Em Porto Alegre faz um calor dos diabos no verão. A equação é simples. A vedação dos diques é de borracha. Eles são formados por comportas de aço que correm sobre trilhos e para vedar os espaços, tanto na vertical, entre as chapas de aço, como na horizontal, junto aos trilhos, há barras de borracha para fechar as frestas e impedir vazamentos. 

A solução é do tipo quebra-galho, mais ou menos como essas que vemos lojas e botecos fazerem com tábuas em frente às suas portas, para impedir que a enxurrada leve tudo e mais um pouco. 

Com o calorão do verão, as borrachas ressecam e não vedam mais como antes. O sistema exige manutenção frequente e é de responsabilidade da prefeitura e seu Departamento Municipal de Águas e Esgoto, o DMAE, que querem privatizar há anos. 

A água vaza pelas comportas. Então, empilham sacos e mais sacos de areia em frente a elas, para mais uma vez quebrar o galho. E aí cabem diversas perguntas: estão fazendo a manutenção correta e com a frequência adequada?; estão sucateando o Departamento para desvalorizar o órgão e vender mais barato?; estão fazendo isso para manipular a opinião pública e convertê-la a favor da privatização?; o sistema tem mais de 50 anos e já não era hora de fazer uma coisa mais moderna para proteger o Centro da cidade? 

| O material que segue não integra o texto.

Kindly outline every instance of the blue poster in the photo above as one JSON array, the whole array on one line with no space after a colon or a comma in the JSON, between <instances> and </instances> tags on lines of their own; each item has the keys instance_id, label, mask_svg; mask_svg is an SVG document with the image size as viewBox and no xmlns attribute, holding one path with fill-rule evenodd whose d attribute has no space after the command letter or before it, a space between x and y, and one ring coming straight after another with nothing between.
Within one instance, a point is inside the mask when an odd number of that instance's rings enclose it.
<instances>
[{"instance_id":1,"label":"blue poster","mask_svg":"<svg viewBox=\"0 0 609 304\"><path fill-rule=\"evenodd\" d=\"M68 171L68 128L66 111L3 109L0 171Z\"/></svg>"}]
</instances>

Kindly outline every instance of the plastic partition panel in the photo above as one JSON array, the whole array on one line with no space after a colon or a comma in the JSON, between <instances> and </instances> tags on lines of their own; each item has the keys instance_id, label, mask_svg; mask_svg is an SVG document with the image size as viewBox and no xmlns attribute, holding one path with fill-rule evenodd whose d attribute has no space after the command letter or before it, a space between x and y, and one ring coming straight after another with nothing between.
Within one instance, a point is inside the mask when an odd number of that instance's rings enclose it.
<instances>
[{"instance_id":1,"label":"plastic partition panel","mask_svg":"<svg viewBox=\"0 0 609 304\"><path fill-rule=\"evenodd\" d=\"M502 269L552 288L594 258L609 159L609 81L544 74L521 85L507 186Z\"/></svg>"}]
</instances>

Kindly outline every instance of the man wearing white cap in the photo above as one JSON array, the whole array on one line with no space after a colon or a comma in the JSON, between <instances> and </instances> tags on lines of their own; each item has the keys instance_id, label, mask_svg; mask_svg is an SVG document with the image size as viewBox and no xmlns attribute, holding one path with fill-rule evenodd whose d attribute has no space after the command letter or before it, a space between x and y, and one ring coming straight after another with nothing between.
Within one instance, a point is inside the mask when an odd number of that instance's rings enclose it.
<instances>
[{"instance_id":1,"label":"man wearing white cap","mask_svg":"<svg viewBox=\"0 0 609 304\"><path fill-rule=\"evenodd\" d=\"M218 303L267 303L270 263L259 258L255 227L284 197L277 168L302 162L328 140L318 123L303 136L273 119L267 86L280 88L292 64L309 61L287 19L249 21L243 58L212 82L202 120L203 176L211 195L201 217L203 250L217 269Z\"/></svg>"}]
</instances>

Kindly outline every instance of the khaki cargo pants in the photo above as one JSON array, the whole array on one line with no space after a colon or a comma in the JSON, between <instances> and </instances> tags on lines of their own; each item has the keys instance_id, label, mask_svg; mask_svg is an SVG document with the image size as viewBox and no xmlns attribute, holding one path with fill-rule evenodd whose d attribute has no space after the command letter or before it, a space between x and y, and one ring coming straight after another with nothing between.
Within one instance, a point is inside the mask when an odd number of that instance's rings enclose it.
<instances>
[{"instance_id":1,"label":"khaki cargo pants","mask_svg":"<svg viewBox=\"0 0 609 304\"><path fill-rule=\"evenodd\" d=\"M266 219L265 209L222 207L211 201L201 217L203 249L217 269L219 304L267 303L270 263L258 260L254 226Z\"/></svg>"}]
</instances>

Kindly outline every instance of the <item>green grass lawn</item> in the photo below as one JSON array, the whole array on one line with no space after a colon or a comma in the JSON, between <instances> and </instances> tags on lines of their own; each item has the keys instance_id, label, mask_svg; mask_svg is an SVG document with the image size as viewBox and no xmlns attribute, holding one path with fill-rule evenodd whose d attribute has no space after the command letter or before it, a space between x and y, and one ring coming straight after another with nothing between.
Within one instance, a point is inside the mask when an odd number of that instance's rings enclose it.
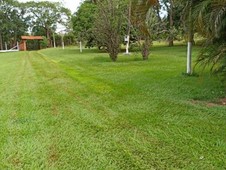
<instances>
[{"instance_id":1,"label":"green grass lawn","mask_svg":"<svg viewBox=\"0 0 226 170\"><path fill-rule=\"evenodd\" d=\"M0 54L0 169L226 169L225 88L185 56Z\"/></svg>"}]
</instances>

Enquanto as respostas não vêm, o jeito é rezar para São Pedro dar uma trégua, o que acabou acontecendo hoje, quando voltou a chover somente às 7 da noite. Fraco, dessa vez. Mas ao longo do dia o Guaíba subiu mais um pouco, para 5 metros, dois acima da cota de inundação. 

O Guaíba proporciona pores-de-sol espetaculares aos privilegiados porto-alegrenses que vivem às suas margens. Os tons vermelho alaranjados do crepúsculo são de tirar o fôlego. Mas nas chuvas bíblicas  que viraram moda no mundo moderno, o Guaíba mostra o outro lado da moeda, tornando-se capaz de virar um pesadelo. 

A inundação obriga ao corte de luz do Centro Histórico e arredores, para evitar eletrocussões, explosões e incêndios, e ao corte do fornecimento de água em quase toda a cidade, devido ao alagamento das estações de bombeamento do DMAE. 

Não poderiam ser estações elevadas ou suspensas? As comportas não poderiam ser embutidas no chão, em vez de rolarem sobre rodinhas? Chuvas torrenciais fora de época são o novo normal neste mundo de superaquecimento global. É preciso ter novas idéias, produzir novas soluções. É preciso dar asas à imaginação. 

Para este domingo e a próxima semana estão previstas novas chuvaradas. E enquanto as chuvas sobram, falta água nas torneiras e luz nas praças, postes e prédios de apartamentos do Centro Histórico. 

Porto Alegre é tudo menos alegre nestes tempos de cheia e escuridão. 

Nelson Merlin é jornalista aposentado, porto-alegrense e debaixo d’água.